For this purpose, a storage backend, hereinafter referred to as postgresql_v2 storage backend, was developed based on the original postgresql storage backend, supporting one or more PostgreSQL clusters based on Patroni as a DBMS and with asynchronous physical replication configured between clusters. Postgresql_v2 storage backend provides a set of metrics or telemetry of the original postgresql storage backend. The implementation of postgresql_v2 storage backend allows it to be used as a storage backend system.

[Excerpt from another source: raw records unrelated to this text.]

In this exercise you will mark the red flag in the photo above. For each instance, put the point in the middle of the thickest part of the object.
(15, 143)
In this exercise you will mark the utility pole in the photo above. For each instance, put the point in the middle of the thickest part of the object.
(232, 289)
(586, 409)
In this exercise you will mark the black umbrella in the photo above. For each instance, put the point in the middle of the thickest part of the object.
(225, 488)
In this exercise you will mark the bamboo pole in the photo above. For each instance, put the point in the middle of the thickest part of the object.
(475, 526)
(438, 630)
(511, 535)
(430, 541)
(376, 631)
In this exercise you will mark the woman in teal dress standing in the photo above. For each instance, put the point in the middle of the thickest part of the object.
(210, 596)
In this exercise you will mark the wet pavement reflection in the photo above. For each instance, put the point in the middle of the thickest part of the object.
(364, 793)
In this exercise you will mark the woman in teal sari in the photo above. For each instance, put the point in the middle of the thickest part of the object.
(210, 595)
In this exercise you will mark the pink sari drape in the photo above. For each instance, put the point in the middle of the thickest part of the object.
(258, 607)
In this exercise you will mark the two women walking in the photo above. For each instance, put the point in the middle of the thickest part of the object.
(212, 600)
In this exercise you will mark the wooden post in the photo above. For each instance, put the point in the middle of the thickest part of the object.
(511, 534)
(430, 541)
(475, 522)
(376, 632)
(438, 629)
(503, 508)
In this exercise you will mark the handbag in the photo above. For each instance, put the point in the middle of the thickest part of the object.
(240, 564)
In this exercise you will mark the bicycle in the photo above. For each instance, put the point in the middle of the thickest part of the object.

As a result, we got the following supported configurations:

One PostgreSQL cluster:
- a cluster that includes two PostgreSQL nodes and an arbiter, with synchronous physical replication configured between the PostgreSQL cluster nodes.
Two PostgreSQL clusters:
- A master cluster that includes two PostgreSQL nodes and an arbiter, with synchronous physical replication configured between the PostgreSQL cluster nodes.
- StandBy cluster, including two PostgreSQL nodes and an arbiter, synchronous physical replication is configured between the PostgreSQL cluster nodes, asynchronous physical replication is configured between the clusters.

Now, shutting down DB cluster nodes for routine update work or emergency situations on one of the nodes does not result in system unavailability.

In addition, if you specify both the primary and backup cluster nodes in the connection string, switching to the backup DB cluster is performed without reconfiguring and rebooting the vaut servers. It is enough to ensure the connection of vault with the backup DB cluster at the network level and break this connection with the primary cluster, which, for example, is in an emergency state.

This feature can also be used when observing degradation of the storage system on the main DB cluster and quickly switch the application to work with the backup DB cluster.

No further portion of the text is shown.